I am trying to write a function to test different optimizers using Rosenbrock function. The following code works (at least for some optimizers), but I don’t understand why we need to clone x and why doesn’t it work without cloning.
def rosenbrock(x):
return 100*(x[1]-x[0]**2)**2 + (1-x[0])**2
def optimize(x, optimizer, l):
if not isinstance(optimizer, torch.optim.Optimizer):
raise ValueError("You should pass an optimizer")
# replaces the parameters of a given optimizer with x
rosenbrock_test_params = torch.nn.Parameter(torch.tensor(x, dtype=torch.float, requires_grad=True))
optimizer.param_groups[0]['params'] = [rosenbrock_test_params]
positions = []
while rosenbrock(x) > l:
# ! Why did we have to clone?
x = optimizer.param_groups[0]['params'][0].clone()
y = rosenbrock(x)
positions.append((x.detach().numpy().astype(np.float), y.detach().numpy().astype(np.float)))
y.backward()
optimizer.step()
optimizer.zero_grad()
if positions == []:
print ("Parameter was already good enough")
x = optimizer.param_groups[0]['params'][0]
y = rosenbrock(x)
positions.append((x.detach().numpy().astype(np.float), y.detach().numpy().astype(np.float)))
return positions
if math.isnan(positions[-1][1].item()):
raise ValueError("Optimizer diverges")
positions = np.array(positions, dtype=object)
x_y, Z = positions[:,0], positions[:,1]
X = np.array([i[0] for i in x_y])
Y = np.array([i[1] for i in x_y])
return X, Y, Z
lr = 0.0001
l = 4.5
x = (-1.5,1.5)
optimizer = torch.optim.SGD([torch.tensor([])], lr=lr, momentum=0.1, nesterov=True)
X, Y, Z = optimize(x, optimizer, l)
The structure of param_group is an implementation detail of the optimizer and the way you use it might work for some but not in general.
The parameters should be passed when you initialize the optimizer as some optimizers do non-trivial work during their initialization with them.
But then how can I create a function which takes an optimizer and some parameters as input?
Let’s say in this example, I pass the optimizer with the parameter x already inside, but then how can I continue iterating over the parameters without accessing them via param_groups?
In this case, you won’t be able to pass an already created optimizer.
You can pass the construction method though optimize(x, optim.SGD, optim_args, l)
So, it looks like passing a reference is causing the need to clone. I don’t understand why though.
Any idea about that, or do you think that it’s still an implementation detail depending on the optimizer?
Any idea about that, or do you think that it’s still an implementation detail depending on the optimizer?

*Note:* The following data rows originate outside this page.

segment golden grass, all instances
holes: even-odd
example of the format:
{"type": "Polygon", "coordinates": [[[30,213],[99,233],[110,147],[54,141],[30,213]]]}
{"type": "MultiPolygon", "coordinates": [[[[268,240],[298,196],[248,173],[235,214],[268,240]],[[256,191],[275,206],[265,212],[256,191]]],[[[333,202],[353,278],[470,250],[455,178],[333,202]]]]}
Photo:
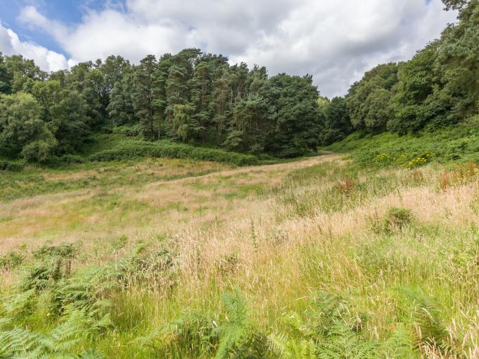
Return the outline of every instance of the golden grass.
{"type": "MultiPolygon", "coordinates": [[[[322,289],[354,298],[352,310],[368,314],[367,335],[384,338],[398,320],[391,288],[418,285],[445,304],[448,330],[464,358],[479,358],[479,310],[474,302],[479,300],[479,280],[474,278],[479,271],[471,263],[460,269],[454,264],[461,245],[466,245],[464,241],[479,236],[469,231],[479,224],[479,183],[442,190],[440,168],[385,170],[378,176],[394,176],[400,185],[384,196],[370,196],[339,211],[315,207],[305,216],[286,213],[288,208],[278,201],[284,192],[274,189],[283,186],[297,195],[333,188],[337,181],[328,176],[289,182],[288,174],[295,170],[326,162],[348,165],[339,156],[327,155],[14,200],[0,204],[0,217],[12,217],[0,224],[0,252],[21,243],[32,250],[47,241],[76,242],[88,254],[75,263],[80,267],[110,261],[139,241],[162,245],[155,239],[167,238],[177,250],[174,297],[169,297],[157,282],[132,285],[125,293],[132,301],[154,298],[141,310],[153,316],[148,317],[151,328],[170,320],[181,308],[211,308],[221,293],[239,285],[253,300],[255,317],[264,328],[276,325],[287,308],[301,308],[305,298],[322,289]],[[383,245],[386,237],[373,230],[372,221],[383,218],[391,207],[409,209],[415,222],[387,235],[390,244],[374,253],[384,265],[378,269],[371,267],[376,262],[368,248],[383,245]],[[109,242],[120,235],[128,238],[126,248],[114,252],[109,242]]],[[[148,165],[142,165],[148,170],[148,165]]],[[[354,181],[374,178],[360,172],[354,181]]],[[[14,276],[5,273],[3,285],[13,282],[14,276]]],[[[120,355],[110,350],[112,358],[120,355]]],[[[452,358],[433,346],[422,352],[430,358],[452,358]]]]}

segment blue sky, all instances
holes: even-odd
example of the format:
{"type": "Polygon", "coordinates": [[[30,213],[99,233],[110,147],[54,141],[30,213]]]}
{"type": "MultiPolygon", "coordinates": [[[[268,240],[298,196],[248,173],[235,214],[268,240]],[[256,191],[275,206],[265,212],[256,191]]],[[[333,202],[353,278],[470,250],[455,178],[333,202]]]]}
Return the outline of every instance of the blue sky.
{"type": "Polygon", "coordinates": [[[25,6],[33,5],[41,13],[48,14],[50,18],[75,25],[81,21],[88,9],[101,10],[104,8],[105,3],[103,0],[0,0],[0,23],[14,30],[22,40],[41,44],[66,56],[68,54],[50,35],[18,21],[21,10],[25,6]]]}
{"type": "Polygon", "coordinates": [[[456,17],[443,8],[441,0],[0,0],[0,51],[57,70],[199,47],[270,75],[312,74],[332,96],[438,38],[456,17]]]}

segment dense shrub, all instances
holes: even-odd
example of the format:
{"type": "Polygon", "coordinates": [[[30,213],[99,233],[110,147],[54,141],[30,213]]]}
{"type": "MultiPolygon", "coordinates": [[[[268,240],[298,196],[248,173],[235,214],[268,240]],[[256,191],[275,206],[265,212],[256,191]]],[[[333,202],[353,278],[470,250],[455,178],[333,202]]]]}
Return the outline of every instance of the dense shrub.
{"type": "Polygon", "coordinates": [[[255,165],[258,159],[251,155],[227,152],[216,148],[195,147],[170,141],[148,142],[141,140],[125,140],[112,148],[91,155],[92,161],[131,159],[138,157],[169,157],[191,159],[214,162],[229,162],[237,165],[255,165]]]}
{"type": "Polygon", "coordinates": [[[21,171],[24,167],[25,162],[22,161],[0,159],[0,170],[21,171]]]}

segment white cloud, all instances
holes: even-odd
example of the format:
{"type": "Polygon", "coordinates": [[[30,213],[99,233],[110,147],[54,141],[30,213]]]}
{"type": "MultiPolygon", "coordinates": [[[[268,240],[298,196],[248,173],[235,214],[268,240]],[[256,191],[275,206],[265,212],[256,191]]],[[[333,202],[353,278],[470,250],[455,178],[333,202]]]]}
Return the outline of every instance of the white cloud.
{"type": "Polygon", "coordinates": [[[68,66],[65,56],[61,53],[31,42],[21,41],[16,34],[0,23],[0,51],[3,55],[23,55],[32,59],[44,70],[57,71],[68,66]]]}
{"type": "Polygon", "coordinates": [[[19,18],[54,37],[70,63],[112,54],[136,62],[200,47],[266,66],[272,75],[312,74],[332,96],[377,64],[407,59],[437,38],[455,19],[443,8],[441,0],[127,0],[89,10],[75,25],[32,6],[19,18]]]}

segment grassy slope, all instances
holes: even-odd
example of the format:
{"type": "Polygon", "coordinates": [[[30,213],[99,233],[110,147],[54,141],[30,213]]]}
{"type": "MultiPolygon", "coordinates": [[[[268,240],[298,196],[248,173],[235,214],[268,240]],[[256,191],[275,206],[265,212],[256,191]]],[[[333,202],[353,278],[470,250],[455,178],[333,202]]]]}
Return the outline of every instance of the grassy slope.
{"type": "MultiPolygon", "coordinates": [[[[335,149],[347,149],[351,140],[335,149]]],[[[398,150],[393,144],[388,148],[398,150]]],[[[3,183],[3,194],[9,193],[5,183],[21,183],[18,193],[31,195],[0,204],[0,252],[3,258],[5,253],[23,257],[22,264],[4,265],[4,295],[21,292],[18,278],[40,261],[32,254],[47,241],[75,243],[74,280],[83,268],[107,267],[131,258],[138,243],[146,246],[135,260],[140,265],[122,277],[122,289],[101,292],[112,304],[107,311],[116,329],[95,332],[75,347],[77,351],[94,347],[112,358],[211,357],[214,341],[194,351],[186,334],[166,341],[159,336],[156,351],[131,341],[185,309],[218,322],[220,295],[238,286],[266,334],[301,338],[287,329],[285,313],[302,313],[324,291],[343,297],[343,319],[363,328],[361,338],[384,342],[404,323],[421,348],[413,357],[447,358],[454,350],[472,358],[479,352],[476,174],[451,175],[445,185],[441,165],[363,170],[332,155],[237,169],[148,160],[46,170],[38,174],[44,182],[62,178],[72,188],[28,192],[42,182],[25,178],[33,172],[11,173],[3,183]],[[86,187],[78,189],[76,181],[85,178],[86,187]],[[158,267],[165,250],[170,264],[158,267]],[[432,345],[431,338],[443,345],[432,345]]],[[[48,288],[29,302],[31,309],[0,310],[0,317],[48,332],[59,322],[45,305],[54,300],[48,288]]]]}

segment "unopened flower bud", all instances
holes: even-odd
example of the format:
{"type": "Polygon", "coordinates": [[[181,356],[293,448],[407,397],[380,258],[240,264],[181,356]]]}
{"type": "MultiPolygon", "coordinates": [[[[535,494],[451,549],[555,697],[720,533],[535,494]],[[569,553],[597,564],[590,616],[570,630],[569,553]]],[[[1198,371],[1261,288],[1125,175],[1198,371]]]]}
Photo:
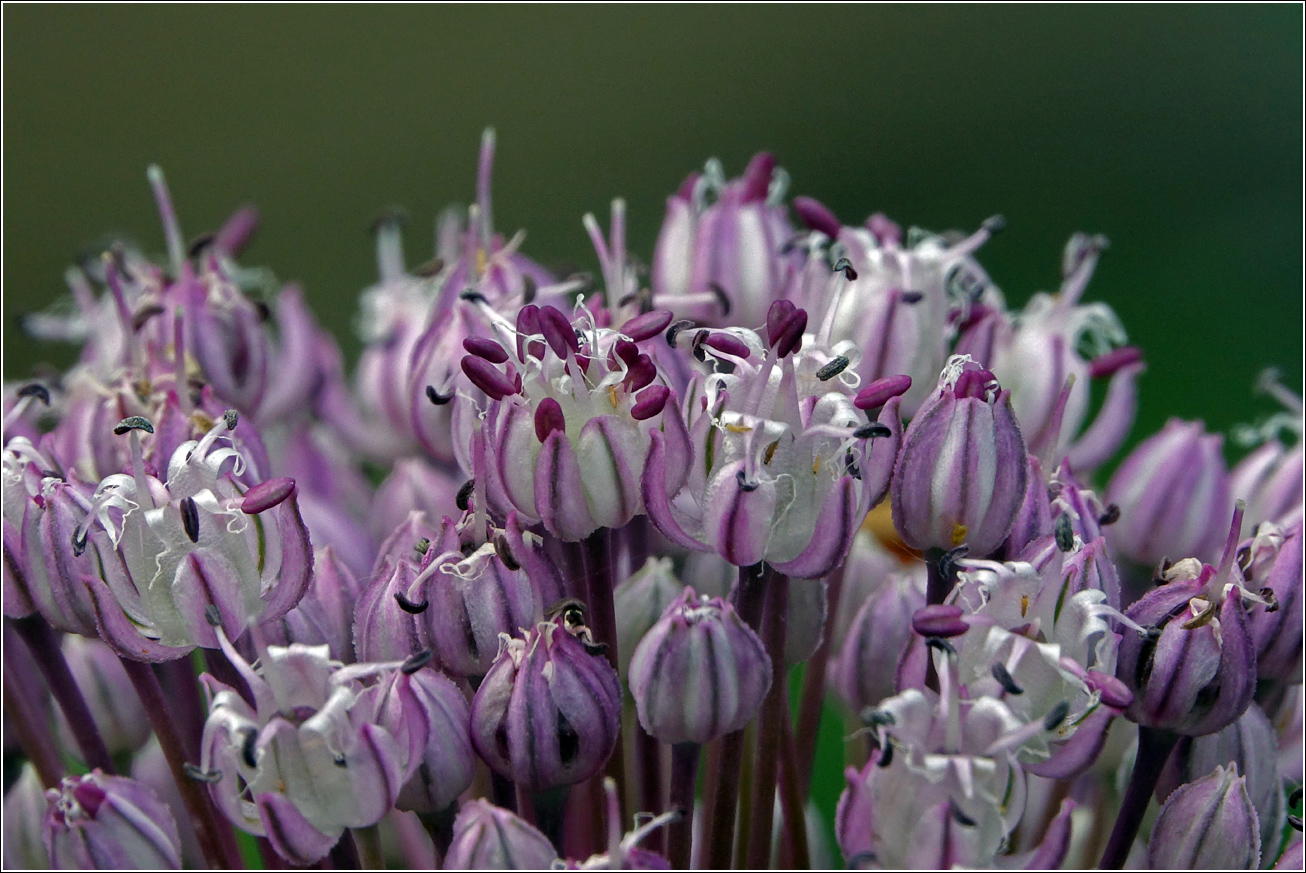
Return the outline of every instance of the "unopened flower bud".
{"type": "Polygon", "coordinates": [[[1011,532],[1029,467],[1007,392],[993,384],[993,374],[952,358],[902,436],[891,502],[914,549],[966,544],[981,557],[1011,532]]]}
{"type": "Polygon", "coordinates": [[[528,791],[589,779],[616,745],[616,670],[554,622],[500,639],[499,657],[471,700],[477,753],[528,791]]]}
{"type": "Polygon", "coordinates": [[[447,870],[545,870],[558,852],[549,838],[485,800],[464,804],[453,821],[447,870]]]}
{"type": "Polygon", "coordinates": [[[738,731],[761,706],[771,676],[765,647],[734,608],[692,587],[631,657],[640,724],[669,744],[704,744],[738,731]]]}
{"type": "Polygon", "coordinates": [[[1200,421],[1171,418],[1130,452],[1106,489],[1107,501],[1121,507],[1119,521],[1106,531],[1118,554],[1144,566],[1166,557],[1218,557],[1230,504],[1222,442],[1200,421]]]}
{"type": "Polygon", "coordinates": [[[50,864],[60,870],[182,866],[176,822],[153,791],[125,776],[65,776],[46,792],[42,825],[50,864]]]}
{"type": "Polygon", "coordinates": [[[1260,864],[1260,823],[1237,767],[1178,788],[1157,815],[1148,840],[1153,870],[1254,870],[1260,864]]]}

It definitely is. Other optimizers will just plain error out if you try to add the parameters after they are initialized. So 100% implementation detail
I tried some built-in optimizers, and they work in both cases, or give an error in both cases. A lot of them seems to be working for this specific task.
But I’d be happy if I can understand why we needed clone(), why passing a reference didn’t work. I tried to replicate this problem without using an optimizer but couldn’t.